After serving nearly three decades as Jerusalem’s mayor, Teddy Kollek has apparently lost his seventh bid for the post to the Likud party’s Ehud Olmert.
The 82-year-old Kollek, mayor here since 1965, headed the Labor-affiliated “One Jerusalem” faction.
His loss to Olmert was announced by Israel Television, which based its prediction on exit polls it had conducted.
The prediction was announced at 10 p.m. Tuesday, as voting stations closed here and around the country, concluding the day’s countrywide municipal elections.

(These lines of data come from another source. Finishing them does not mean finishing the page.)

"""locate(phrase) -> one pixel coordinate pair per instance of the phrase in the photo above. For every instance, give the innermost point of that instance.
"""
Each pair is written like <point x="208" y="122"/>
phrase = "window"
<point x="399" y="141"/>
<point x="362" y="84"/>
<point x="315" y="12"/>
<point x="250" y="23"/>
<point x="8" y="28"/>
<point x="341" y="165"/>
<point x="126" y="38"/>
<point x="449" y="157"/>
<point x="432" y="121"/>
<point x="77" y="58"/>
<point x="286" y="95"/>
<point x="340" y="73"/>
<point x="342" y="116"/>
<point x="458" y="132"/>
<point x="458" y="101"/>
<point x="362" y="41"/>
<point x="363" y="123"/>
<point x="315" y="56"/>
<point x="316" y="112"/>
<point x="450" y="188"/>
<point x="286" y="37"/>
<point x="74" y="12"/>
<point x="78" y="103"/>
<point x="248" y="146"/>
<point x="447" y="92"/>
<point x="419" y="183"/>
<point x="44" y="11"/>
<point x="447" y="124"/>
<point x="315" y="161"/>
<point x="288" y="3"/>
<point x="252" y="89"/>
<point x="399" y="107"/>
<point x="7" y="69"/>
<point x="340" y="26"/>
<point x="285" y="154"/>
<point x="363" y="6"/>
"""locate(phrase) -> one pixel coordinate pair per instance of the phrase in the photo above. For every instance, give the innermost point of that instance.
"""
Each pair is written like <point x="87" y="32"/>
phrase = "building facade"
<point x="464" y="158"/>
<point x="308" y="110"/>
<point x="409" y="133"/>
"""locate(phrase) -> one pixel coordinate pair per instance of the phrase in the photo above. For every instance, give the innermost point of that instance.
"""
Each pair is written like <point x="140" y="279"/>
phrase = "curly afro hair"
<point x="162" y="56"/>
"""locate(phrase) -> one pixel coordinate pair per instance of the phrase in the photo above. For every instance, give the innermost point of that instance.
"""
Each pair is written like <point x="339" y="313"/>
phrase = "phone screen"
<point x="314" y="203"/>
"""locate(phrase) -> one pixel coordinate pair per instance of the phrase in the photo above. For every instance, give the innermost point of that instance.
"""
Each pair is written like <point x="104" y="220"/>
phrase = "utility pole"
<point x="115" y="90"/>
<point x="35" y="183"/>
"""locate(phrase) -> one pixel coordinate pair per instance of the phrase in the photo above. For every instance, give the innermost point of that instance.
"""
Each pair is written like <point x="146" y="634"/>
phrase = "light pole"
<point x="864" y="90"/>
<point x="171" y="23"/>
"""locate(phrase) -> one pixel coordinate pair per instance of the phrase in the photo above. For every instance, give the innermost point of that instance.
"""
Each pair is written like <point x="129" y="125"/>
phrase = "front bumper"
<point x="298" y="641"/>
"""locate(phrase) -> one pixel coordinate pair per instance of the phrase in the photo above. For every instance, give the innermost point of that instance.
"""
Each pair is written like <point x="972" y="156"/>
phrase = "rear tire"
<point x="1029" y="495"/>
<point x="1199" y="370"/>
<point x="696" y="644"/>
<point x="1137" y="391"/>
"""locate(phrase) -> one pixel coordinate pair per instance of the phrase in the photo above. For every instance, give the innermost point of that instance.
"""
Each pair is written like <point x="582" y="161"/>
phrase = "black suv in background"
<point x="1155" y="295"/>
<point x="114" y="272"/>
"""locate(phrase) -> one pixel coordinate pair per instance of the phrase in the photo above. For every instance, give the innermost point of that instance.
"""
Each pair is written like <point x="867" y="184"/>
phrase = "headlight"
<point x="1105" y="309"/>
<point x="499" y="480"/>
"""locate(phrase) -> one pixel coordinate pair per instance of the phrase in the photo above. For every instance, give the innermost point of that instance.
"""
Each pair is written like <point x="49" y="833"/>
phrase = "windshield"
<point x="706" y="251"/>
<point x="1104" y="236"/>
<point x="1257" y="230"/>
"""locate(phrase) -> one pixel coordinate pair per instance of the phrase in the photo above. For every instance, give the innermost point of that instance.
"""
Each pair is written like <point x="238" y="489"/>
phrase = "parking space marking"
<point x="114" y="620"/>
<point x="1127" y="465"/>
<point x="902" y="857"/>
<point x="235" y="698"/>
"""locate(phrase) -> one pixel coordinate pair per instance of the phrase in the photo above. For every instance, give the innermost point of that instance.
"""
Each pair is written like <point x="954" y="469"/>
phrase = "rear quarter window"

In Tel Aviv, exit polls indicated the mayor’s race between Likud’s Ronni Milo and Labor’s Avigdor Kahalani was too close to call. Both candidates were waiting nervously Tuesday night for the official results.
In Haifa, Labor’s Amram Mitzna won the mayoral race. And in Beersheba, Yitzhak Rager of Likud was the winner. Neither result came as a surprise to political observers.
Here in Jerusalem, the exit poll indicated that Olmert had garnered 55 percent of the vote. Kollek received 41 percent, with the remaining votes going to a candidate fielded by the fervently Orthodox Shas party.
Olmert, 48, was supported by the National Religious Party and the United Torah Judaism Front, whose candidate withdrew from the race Monday night.
Tourism Minister Uzi Baram, a longtime Labor Party politician, said it was clear Kollek would lose once those two religious parties had thrown their support to Olmert.
MANY CHOSE TO STAY HOME
All in all Tuesday, Jerusalemites appear to have greeted the mayoral election with less enthusiasm than in previous years.
Asked to choose between Kollek and Olmert, many people chose to stay home. Bad weather — and apathy — kept many of the city’s 379,000 registered voters away from the polls.
Among those who did vote, in polling stations in both eastern and western Jerusalem, few expressed enthusiasm for either candidate.
“No one can figure out who to vote for,” said a young computer programmer, who was trying to account for the poor voter turnout.
“Kollek ran the worst campaign of his life, while Olmert’s was very professional,” he said. “On the other hand, everyone is familiar with Teddy, but Olmert is an unknown.”
“I voted for Teddy, but mostly for reasons of nostalgia,” a nursery school teacher said as she was leaving a voting station in the neighborhood of Baka. “He’s done a good job in the past, and I think he’ll be better than Olmert.”
Shoshana, an Orthodox woman from the Katamon neighborhood, said she voted for Olmert “because Teddy is no friend of religious people. He seems to go out of his way to alienate the haredim and bends over backwards for the Arabs.”
Yossi, 18, a first-time voter, expressed disappointment in the choice of candidates.
“Teddy was great in his prime, but he’s too old now. I hear that he’s not really running the city, anyway,” he said.
“And Olmert’s campaign was really sleazy and underhanded, and I don’t really want a guy like that for our next mayor. In the end, I voted for Olmert by default,” said Yossi.
There were those, however, who fully supported the respective candidates.
Hammad, an Arab from the eastern Jerusalem village of Isawiya, said he came out to vote despite a call by Palestine Liberation Organization Chairman Yasser Arafat asking Arabs to boycott the elections.
“I heard something about us not voting, but I thought it was a mistake,” said Hammad, a grocery store clerk. “It’s important for Arabs to vote for Kollek because Olmert is a right-winger. I’ve voted for Kollek in the past and that’s how I voted this year, too.”
Among those polled informally, it was Sarit, a college student, who expressed the majority opinion. “There’s no one to vote for,” she said with a shrug, “so I didn’t vote.”